The instrument-pointing frame (IPF) Kalman filter, and an algorithm that implements this filter, have been devised for calibrating the focal plane of a telescope. As used here, “calibration” signifies, more specifically, a combination of measurements and calculations directed toward ensuring accuracy in aiming the telescope and determining the locations of objects imaged in various arrays of photodetectors in instruments located on the focal plane. The IPF Kalman filter was originally intended for application to a spaceborne infrared astronomical telescope, but can also be applied to other spaceborne and ground-based telescopes.
In the traditional approach to calibration of a telescope, (1) one team of experts concentrates on estimating parameters (e.g., pointing alignments and gyroscope drifts) that are classified as being of primarily an engineering nature, (2) another team of experts concentrates on estimating calibration parameters (e.g., plate scales and optical distortions) that are classified as being primarily of a scientific nature, and (3) the two teams repeatedly exchange data in an iterative process in which each team refines its estimates with the help of the data provided by the other team. This iterative process is inefficient and uneconomical because it is time-consuming and entails the maintenance of two survey teams and the development of computer programs specific to the requirements of each team. Moreover, theoretical analysis reveals that the engineering/science iterative approach is not optimal in that it does not yield the best estimates of focal-plane parameters and, depending on the application, may not even enable convergence toward a set of estimates.

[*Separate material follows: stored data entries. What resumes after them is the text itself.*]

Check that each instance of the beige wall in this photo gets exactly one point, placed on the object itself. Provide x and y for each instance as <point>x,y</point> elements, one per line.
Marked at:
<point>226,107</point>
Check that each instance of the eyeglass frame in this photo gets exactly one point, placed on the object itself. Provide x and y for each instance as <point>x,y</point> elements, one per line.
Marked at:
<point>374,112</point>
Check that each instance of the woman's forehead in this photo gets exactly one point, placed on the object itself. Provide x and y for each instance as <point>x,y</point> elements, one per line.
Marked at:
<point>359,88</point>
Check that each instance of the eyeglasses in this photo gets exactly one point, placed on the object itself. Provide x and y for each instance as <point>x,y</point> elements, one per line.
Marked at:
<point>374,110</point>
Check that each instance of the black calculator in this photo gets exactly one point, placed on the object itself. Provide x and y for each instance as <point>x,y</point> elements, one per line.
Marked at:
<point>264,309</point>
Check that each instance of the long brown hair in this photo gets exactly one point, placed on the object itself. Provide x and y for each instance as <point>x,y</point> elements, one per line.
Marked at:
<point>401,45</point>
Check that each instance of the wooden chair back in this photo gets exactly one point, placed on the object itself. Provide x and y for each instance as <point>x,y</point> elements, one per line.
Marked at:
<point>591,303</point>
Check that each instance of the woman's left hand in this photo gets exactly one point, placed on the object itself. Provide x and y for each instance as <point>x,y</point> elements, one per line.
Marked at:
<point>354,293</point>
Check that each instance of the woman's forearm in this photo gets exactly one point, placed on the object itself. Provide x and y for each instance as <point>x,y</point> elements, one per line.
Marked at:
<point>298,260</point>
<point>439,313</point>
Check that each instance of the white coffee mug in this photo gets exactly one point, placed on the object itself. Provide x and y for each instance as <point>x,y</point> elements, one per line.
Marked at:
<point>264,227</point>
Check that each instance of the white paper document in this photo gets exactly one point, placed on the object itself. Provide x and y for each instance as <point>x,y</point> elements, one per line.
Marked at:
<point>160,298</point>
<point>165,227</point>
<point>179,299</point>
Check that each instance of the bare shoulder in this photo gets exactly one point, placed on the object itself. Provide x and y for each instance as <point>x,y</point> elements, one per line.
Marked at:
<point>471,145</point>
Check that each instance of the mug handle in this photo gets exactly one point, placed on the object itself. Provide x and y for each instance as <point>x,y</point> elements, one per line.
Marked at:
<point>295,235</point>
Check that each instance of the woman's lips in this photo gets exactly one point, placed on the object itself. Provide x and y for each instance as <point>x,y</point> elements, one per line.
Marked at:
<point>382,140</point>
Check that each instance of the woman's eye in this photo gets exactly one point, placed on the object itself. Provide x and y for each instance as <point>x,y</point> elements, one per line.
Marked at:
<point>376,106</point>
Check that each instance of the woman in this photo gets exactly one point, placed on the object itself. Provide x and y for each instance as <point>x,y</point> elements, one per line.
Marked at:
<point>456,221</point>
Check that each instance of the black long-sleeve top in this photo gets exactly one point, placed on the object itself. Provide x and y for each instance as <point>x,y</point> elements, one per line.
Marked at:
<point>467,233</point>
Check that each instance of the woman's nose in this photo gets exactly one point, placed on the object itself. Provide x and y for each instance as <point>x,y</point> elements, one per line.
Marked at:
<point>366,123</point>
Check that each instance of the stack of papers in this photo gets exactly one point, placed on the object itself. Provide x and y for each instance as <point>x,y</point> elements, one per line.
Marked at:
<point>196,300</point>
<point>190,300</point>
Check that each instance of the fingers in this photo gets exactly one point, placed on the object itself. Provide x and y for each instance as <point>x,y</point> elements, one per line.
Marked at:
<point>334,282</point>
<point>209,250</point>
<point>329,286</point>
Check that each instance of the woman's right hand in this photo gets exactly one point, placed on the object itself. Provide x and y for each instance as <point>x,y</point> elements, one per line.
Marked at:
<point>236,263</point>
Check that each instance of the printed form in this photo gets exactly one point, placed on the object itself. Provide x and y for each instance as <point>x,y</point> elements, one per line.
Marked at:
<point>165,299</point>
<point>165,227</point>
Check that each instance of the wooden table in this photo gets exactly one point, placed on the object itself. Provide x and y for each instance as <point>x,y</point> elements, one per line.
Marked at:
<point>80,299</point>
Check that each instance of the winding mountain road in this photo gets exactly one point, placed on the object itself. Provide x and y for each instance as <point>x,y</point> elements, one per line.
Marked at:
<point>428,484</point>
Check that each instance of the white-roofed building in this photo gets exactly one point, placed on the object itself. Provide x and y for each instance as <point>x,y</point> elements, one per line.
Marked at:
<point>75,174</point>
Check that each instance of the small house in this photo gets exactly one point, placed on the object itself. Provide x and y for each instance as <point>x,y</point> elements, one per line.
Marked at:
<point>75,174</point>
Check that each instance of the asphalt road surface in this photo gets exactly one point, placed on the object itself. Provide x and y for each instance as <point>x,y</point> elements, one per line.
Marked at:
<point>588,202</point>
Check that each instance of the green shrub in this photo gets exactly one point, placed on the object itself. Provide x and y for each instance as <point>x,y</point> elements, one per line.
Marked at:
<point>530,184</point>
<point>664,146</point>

In contrast, in the IPF Kalman-filter approach, no attempt is made to distinguish between engineering and scientific parameters. Hence, there is no need for separate engineering and scientific survey teams, separate software, and iteration between the teams. Instead, both engineering and scientific focal-plane parameters are estimated together, using data taken in the same focal-plane survey. The main advantage is that the IPF Kalman filter offers greater efficiency and economy. In addition, the estimates generated by the IPF Kalman filter are optimal.